Rebecca inherited some code that’s responsible for gathering statistical data from network interface. It was originally written a decade ago by one of those developers who wanted to make certain their influence was felt long after they left the company.
The code was supposed to write to one of two log files: a “quick log”, with 2-second resolution (but only for the last minute’s data), and a “full log”, with 1-minute resolution.
Unfortunately, it would often fail to do anything with the full log.
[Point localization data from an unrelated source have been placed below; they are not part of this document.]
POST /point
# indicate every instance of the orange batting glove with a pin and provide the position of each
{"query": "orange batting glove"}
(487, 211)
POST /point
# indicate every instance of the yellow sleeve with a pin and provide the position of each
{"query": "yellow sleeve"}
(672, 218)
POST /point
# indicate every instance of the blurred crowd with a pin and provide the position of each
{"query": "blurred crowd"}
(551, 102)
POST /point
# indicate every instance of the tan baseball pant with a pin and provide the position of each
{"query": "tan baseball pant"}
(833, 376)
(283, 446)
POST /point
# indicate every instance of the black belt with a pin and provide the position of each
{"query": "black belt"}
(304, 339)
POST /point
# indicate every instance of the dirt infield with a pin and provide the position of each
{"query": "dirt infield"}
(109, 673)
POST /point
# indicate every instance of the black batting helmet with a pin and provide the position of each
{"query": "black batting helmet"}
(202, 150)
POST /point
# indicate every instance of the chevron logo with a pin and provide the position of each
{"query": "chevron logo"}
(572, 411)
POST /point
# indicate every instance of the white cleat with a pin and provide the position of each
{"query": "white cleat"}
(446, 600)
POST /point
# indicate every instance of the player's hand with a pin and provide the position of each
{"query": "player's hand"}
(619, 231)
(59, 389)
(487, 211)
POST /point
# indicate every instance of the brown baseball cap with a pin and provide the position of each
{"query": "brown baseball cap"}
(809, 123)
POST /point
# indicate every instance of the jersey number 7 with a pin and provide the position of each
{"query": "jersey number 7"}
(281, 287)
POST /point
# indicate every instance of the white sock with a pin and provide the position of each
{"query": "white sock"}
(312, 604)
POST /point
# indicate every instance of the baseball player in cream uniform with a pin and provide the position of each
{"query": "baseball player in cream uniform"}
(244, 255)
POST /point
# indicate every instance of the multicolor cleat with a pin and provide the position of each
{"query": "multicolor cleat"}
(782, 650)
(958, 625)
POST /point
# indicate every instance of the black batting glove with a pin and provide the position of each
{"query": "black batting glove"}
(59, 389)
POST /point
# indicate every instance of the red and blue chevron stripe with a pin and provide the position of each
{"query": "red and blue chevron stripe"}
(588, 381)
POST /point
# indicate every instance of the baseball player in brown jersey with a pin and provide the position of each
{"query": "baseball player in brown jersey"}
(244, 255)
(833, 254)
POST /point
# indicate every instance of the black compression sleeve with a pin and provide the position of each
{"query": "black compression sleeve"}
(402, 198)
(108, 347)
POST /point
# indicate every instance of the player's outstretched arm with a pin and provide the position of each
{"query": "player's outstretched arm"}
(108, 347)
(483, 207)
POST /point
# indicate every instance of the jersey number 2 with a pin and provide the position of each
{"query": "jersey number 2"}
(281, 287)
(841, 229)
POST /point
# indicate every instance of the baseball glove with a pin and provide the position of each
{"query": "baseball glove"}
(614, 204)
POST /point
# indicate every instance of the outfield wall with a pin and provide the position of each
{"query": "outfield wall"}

Frustrated that this code- which had lived in a shipping product for over a decade- was so unreliable, Rebecca dug in to see what the problem was.
#define FULL_SAMPLE_DELAY 60
void dostats(FILE *quicklog, FILE* mainlog) {
//[code omitted for brevity]
while(!done) {
sleep(2);
if(!(times.now.t.tv_sec % FULL_SAMPLE_DELAY)) {
// main samples
stats.save(mainlog, times);
}
else {
// quick samples
quickstats.summarise(quicklog, quickstats_top_n);
}
}
}
Rebecca’s predecessor had the good sense to use sleep()
to keep the loop from spinning the CPU, but made one major error: he assumed that calling quickstats.summarise
took no time
. Even if the loop started at exactly the right time, the amount of time spent executing quickstats.summarise
guaranteed that eventually, the current time wouldn’t line up with an even minute, and the full log would become unreliable.